Friday, November 03, 2006

Selig Harrison's "Korean Endgame", Part 1

Selig Harrison’s book, Korean Endgame, is a rare one. It is unusual to read a careful, thoughtful, extremely knowledgeable and non-ideological account of one of America’s chief foreign policy opponents. Harrison has 30 years experience studying the area and has many personal contacts in both Koreas. Since this is a long, detailed and scholarly treatment probably only a few specialists will read it. I’d like to take this opportunity to share some of the surprising judgments contained in just the first few pages.

(I use the term “judgments” because when it comes to the complicated events of foreign policy it is very difficult to separate “facts” from “judgments”. This makes foreign policy particularly vulnerable to ideological distortion. For example, in North Korea, Part 3 I discussed a disagreement which in principle is a factual matter: Are the U.S. Treasury financial sanctions on N. Korea, instituted in September 2005, simply aimed at alleged illegal activities or are they aimed at stopping as many worldwide banks as possible from doing any lending business with N. Korea? While “in principle” a factual matter it would be difficult to collect the information necessary to decide which judgment was true. Thus, ideologues can interpret the matter pretty much at will. I tried to establish what was factual by citing administration statements in a New York Times article and the statement of the U.S. Treasury official with chief responsibility for these sanctions.)

What judgments of Selig Harrison’s at least surprised this reader? From p. xiii-xiv: “Mounting historical evidence makes it increasingly clear that the meaning of the Korean War has been widely misunderstood.

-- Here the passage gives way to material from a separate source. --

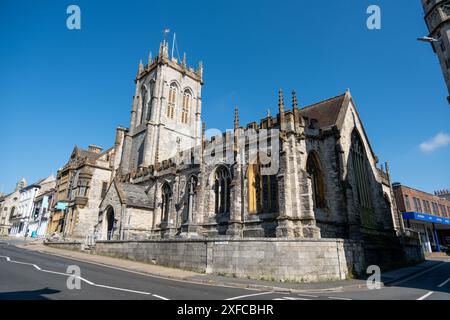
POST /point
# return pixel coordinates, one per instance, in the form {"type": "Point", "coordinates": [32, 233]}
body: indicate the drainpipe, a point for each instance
{"type": "Point", "coordinates": [438, 246]}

The original assumption underlying U.S. intervention was that the North had acted as a puppet of the Soviet Union in the opening thrust of a worldwide Communist expansionist offensive…. But historians have now established beyond doubt that it was Kim Il Sung, not Stalin, who instigated the invasion, primarily in response to an internal factional challenge from his most significant rival…. Recent research in the Soviet Union and China has unearthed extensive documentation that shows how hesitant Stalin was in responding to Kim’s pressures for an invasion…. Stalin finally yielded to Kim because he mistakenly concluded that the war would not take long and would not lead to conflict with the United States.”

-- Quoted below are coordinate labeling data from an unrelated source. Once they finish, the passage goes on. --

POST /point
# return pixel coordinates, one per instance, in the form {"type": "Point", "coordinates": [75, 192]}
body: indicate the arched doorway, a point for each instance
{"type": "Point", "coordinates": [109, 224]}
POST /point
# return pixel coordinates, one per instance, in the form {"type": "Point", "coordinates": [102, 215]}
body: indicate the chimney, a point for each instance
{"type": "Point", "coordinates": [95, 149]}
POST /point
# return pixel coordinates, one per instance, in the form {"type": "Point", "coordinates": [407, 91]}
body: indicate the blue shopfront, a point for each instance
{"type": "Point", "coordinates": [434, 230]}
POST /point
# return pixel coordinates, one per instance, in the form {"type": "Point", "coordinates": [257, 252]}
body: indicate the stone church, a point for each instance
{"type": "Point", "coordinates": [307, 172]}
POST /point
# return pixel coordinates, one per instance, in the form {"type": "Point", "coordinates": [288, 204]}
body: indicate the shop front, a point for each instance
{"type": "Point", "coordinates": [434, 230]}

I don’t find this hard to believe. I think the American public should always be suspicious of any internal or external policy advanced by people who use emotions, especially fear, to advocate their policies. (Cold War anti-communism is a prime example.) I don’t hold that there aren’t things in the world to be afraid of; there are indeed things for which we need to be realistically and adequately prepared. But whenever a group of politicians tries to whip up fear and demonize those domestic opponents with whom they disagree, the public should be extremely skeptical of the case the fear-mongers make. Demagoguery is a poison to be devoutly avoided. The only problem I have with Dr. Johnson’s admonition, “Patriotism, sir, is the last resort of scoundrels”, is that he should have said it was the first resort.

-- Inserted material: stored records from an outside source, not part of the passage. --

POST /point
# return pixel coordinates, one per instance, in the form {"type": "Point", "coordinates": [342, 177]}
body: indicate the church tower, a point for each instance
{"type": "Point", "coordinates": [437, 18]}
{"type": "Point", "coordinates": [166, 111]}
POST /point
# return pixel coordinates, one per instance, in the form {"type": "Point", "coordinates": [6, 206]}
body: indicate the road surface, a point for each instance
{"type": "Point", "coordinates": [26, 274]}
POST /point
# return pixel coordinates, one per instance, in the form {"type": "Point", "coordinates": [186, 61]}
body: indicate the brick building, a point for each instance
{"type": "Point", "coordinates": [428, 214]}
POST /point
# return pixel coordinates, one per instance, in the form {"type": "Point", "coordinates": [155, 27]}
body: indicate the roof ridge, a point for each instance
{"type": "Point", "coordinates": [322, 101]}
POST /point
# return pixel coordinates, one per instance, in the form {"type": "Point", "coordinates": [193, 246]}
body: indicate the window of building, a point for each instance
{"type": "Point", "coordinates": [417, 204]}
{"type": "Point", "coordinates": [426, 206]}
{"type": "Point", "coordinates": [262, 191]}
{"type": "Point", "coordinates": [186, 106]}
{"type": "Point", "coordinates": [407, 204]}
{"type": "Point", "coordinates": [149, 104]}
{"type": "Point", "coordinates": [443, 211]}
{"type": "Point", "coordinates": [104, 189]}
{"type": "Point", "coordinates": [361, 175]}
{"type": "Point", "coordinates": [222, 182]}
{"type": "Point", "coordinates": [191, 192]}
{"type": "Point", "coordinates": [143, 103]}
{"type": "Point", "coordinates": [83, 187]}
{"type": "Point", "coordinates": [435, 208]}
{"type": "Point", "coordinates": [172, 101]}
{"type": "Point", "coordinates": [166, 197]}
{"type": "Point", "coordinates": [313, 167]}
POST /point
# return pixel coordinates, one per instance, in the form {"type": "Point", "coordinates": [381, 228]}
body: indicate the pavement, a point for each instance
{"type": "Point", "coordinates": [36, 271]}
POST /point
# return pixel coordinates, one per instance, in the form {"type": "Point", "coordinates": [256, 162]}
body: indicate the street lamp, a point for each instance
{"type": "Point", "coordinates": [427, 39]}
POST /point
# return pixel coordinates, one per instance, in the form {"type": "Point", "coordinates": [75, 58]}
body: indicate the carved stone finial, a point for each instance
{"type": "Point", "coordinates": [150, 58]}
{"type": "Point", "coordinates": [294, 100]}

Harrison continued (p. xiv-xv): “Moscow and Washington saw themselves as the puppeteers pulling the strings. More often than not, however, they were manipulated by clients who had their own agendas…. Kim secured Mao Tse-Tung’s blessing for an invasion, which greatly strengthened his hand in dealing with Stalin, who feared a Chinese challenge for leadership of the world Communist movement…. The United States, for its part, has been manipulated by a succession of South Korean leaders, starting with Syngman Rhee. It was Rhee’s refusal to sign the 1953 armistice and his threats to ‘march North’ that forced the United States to buy him off with economic and military commitments…. Initially modest, the resulting influx of U.S. economic and military aid to South Korea totaled some $19.07 billion by 1997…. The only countries that have received more American assistance have been Israel ($56.1 billion), Egypt ($36.7 billion), and South Vietnam ($21.8 billion).”

Commenting upon the policies of Russia and China Harrison wrote (p. xv): “But now Moscow has nullified its security treaty with Pyongyang and is selling its most advanced military equipment and technology to Seoul. Beijing, while retaining its security treaty, has phased out its military aid to Pyongyang and is seeking to promote a reduction of military tensions between North and South…. Equally important, both Russia and China have forged much more important economic links with the South than with the North. Since 1958, there have been no Soviet or Chinese forces in North Korea. Nevertheless, the United States continues to maintain 37,000 U.S. troops in the South at a direct cost of $2 billion per year….”

(P. xvi): “While South Korean policies have softened since the [2000] North-South summit, the U.S. policy posture has remained largely unchanged, except for a brief but notable thaw during the final year of the Clinton administration. As I will show, such a reassessment has been blocked, in part, by entrenched military and industrial vested interests in Washington and Seoul alike with a stake in sustaining North-South tensions and in keeping the specter of a North Korean threat alive as a justification for maintaining the present level of U.S. force deployments in Asia.”